No ambulance available for teenage girl having seizure
By Maurice Garvey
A YOUNG teenage girl who suffered a seizure, was waiting over three hours for an ambulance to transfer her from Our Lady’s Hospital to St James’s.
Megan Desmond (16), was struck down by a seizure at the family home in Ballyfermot on February 22.
The teenager was the victim of a serious assault last year. Her mother Laura Desmond attributes the seizure to post-traumatic disorder, arising from the attack.
Laura, a mother of four, said: “That day, she said she thought she was going to have a seizure. I put her on the floor and called my partner down. She never had a seizure before. It was a big fright for us.
“We called 999, they said an ambulance was 10/15 minutes away. They asked us to check for vital signs, and time her breathing. After some minutes, with no sign of an ambulance, my partner rang 999 again, and was told by the same person that there was none available,” said Laura.
“He (the dispatcher) said he told us that the first time we called, but that’s not the case. We have two cars at the house, and would have driven her to hospital straight away and not wasted time.”
Megan was brought to Our Lady’s Hospital in Crumlin in their car – cradled by her frantic mother and father.

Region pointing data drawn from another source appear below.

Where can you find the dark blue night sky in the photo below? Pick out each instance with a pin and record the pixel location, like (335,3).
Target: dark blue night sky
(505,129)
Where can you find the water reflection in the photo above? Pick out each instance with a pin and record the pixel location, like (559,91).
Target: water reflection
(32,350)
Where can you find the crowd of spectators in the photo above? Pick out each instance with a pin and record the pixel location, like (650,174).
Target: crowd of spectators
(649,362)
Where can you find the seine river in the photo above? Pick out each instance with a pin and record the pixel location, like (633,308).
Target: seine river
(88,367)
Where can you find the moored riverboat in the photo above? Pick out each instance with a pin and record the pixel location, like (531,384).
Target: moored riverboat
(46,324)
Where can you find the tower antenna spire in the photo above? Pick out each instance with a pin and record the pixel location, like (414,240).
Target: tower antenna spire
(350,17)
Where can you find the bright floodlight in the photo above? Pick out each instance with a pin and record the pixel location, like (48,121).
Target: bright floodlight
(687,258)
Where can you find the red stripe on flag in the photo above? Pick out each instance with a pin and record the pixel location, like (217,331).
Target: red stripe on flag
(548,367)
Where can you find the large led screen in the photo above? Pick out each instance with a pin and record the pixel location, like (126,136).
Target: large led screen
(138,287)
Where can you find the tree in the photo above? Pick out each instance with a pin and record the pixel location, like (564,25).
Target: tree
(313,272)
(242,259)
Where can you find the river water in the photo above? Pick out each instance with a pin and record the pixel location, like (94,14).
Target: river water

The other children were cared for by her mother.
Laura continued: “We proceeded – on automatic pilot – to the Children’s Hospital. She had the seizure all the way from Ballyfermot to Crumlin. It was very scary.
“They got her on a trolley, and administered something to calm her down. They decided because Megan is 16, to transfer her to St James’s. My partner had gone home at this stage (9.30pm) to look after the other kids.We were told we would have to wait for an ambulance. That took another three hours.”
Arriving at St James’s at 12.30am, it wasn’t until 4.30am that Megan got a bed, where she stayed for a week, and undergoing tests.
Laura, continued: “I thought St James’s would be packed due to wait for ambulances, but there were only four people in A&E. A neighbour who works there, said it was one of the quietest nights in 20 years.
“Megan had MRI and EEG tests and was given the all-clear. She was put in a ward with three grown-up men for four nights, which was not ideal.”
A spokesperson for the HSE said the 999 call was received by Dublin Fire Brigade. A spokesperson for the DFB said they received the call at 7.28pm and it was cancelled at 7.39pm.
St James’s spokesperson says the majority of wards are mixed, but they strive to ensure that all patients are looked after appropriately and comfortably.
Megan is since out of hospital, but has missed days at St Dominic’s Secondary School, as she recovers.
“She suffered a seizure again, and went to the GP, but she doesn’t want to go back to the hospital again,” said Laura.